ComfyUI icon indicating copy to clipboard operation
ComfyUI copied to clipboard

Performance Regression: v0.6.0 is significantly slower than v0.4.0 specifically when using z-image-turbo models

Open austinrick opened this issue 1 month ago • 5 comments

Custom Node Testing

Your question

v0.6.0 is noticeably slower than v0.4.0 when running the KSampler (z-image model).

Test Methodology: To ensure a fair comparison, I conducted the tests using the official example workflow: Workflow: Official Text-to-Image example. (Templates>Image>Z-Image-Turbo Text to Image) Model: z_image_turbo_bf16.safetensors. Environment: Identical hardware, dependencies, and settings for both versions.

Please refer to the log below: ComfyUI version 0.6.0-Z_Image.log.txt ComfyUI version 0.4.0-Z_Image.log.txt

Logs


Other

No response

austinrick avatar Dec 24 '25 12:12 austinrick

Are you 100% sure you're using the exact same workflow setup in both tests? If you used a different sampler, it could slow things down. Like if you used euler in one and huen in the other. Some samplers are _2s under the hood(~2x as slow per step) and some are _2s for a step or two, before switching to single step.
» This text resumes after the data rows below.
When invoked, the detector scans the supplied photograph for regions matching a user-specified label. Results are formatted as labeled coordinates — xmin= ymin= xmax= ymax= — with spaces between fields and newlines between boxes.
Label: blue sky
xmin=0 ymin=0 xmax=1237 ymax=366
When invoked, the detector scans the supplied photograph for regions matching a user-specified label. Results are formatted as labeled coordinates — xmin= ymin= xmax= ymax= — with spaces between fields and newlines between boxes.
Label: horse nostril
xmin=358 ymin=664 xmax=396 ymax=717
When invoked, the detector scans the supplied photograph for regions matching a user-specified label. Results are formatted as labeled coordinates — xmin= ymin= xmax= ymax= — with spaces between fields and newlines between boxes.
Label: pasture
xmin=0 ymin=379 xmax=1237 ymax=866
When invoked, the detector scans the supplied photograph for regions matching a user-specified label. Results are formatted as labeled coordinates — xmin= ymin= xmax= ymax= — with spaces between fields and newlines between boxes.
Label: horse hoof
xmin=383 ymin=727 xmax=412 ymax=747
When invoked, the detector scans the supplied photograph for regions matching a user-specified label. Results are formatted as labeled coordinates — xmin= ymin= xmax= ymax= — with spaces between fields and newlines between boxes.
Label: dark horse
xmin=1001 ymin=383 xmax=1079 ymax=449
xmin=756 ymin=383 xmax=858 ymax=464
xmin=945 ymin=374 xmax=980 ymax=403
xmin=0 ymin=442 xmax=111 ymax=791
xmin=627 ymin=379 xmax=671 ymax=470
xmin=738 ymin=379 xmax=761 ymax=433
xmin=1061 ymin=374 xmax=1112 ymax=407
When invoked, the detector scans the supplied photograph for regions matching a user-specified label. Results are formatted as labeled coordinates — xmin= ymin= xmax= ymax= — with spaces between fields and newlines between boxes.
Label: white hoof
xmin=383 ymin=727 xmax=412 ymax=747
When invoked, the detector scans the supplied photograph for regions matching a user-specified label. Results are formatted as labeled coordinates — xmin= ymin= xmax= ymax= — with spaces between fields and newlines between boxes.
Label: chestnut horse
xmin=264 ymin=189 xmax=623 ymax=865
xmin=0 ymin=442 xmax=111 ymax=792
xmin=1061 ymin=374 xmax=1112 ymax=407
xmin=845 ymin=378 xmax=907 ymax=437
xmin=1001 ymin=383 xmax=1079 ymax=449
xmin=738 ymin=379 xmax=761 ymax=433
But if they are identical workflows, then it's probably tied to https://github.com/comfyanonymous/ComfyUI/pull/11344 if it appears to only be affecting Z-Image-Turbo. You're on a 2060, so it might not like doing inference in certain formats. I kind of remember having issues with my 2080 being like half as fast at one of the formats.

RandomGitUser321 avatar Dec 25 '25 07:12 RandomGitUser321

Are you 100% sure you're using the exact same workflow setup in both tests? If you used a different sampler, it could slow things down. Like if you used euler in one and huen in the other. Some samplers are _2s under the hood(~2x as slow per step) and some are _2s for a step or two, before switching to single step.

But if they are identical workflows, then it's probably tied to #11344 if it appears to only be affecting Z-Image-Turbo. You're on a 2060, so it might not like doing inference in certain formats. I kind of remember having issues with my 2080 being like half as fast at one of the formats.

Hi RandomGitUser321,

Thank you for the reminder.

The workflow I’m using was opened from Templates > Image > Z-Image-Turbo Text to Image. In this workflow, the default sampler_name is res_multistep. When testing v0.4.0 and v0.6.0, I did not change any parameters. I used the same prompt set to generate images (not the default one—slightly longer than the official example).

You might want to download ComfyUI_windows_portable_nvidia (v0.4.0) and the latest v0.6.0, then generate images using the same workflow (the official default one should also be fine). By testing and comparing the generation speed side by side, you’ll likely see what I’m referring to.

That said, different hardware environments may produce different results. I appreciate your reminder, and when a newer version is released, I’ll test again using the same workflow for comparison.

For now, I’m keeping v0.4.0 with the Z-Image-Turbo model for text-to-image creation, while using v0.6.0 mainly to test new features. At this point, however, v0.6.0 is not effective for text-to-image creation with the Z-Image-Turbo model in my workflow.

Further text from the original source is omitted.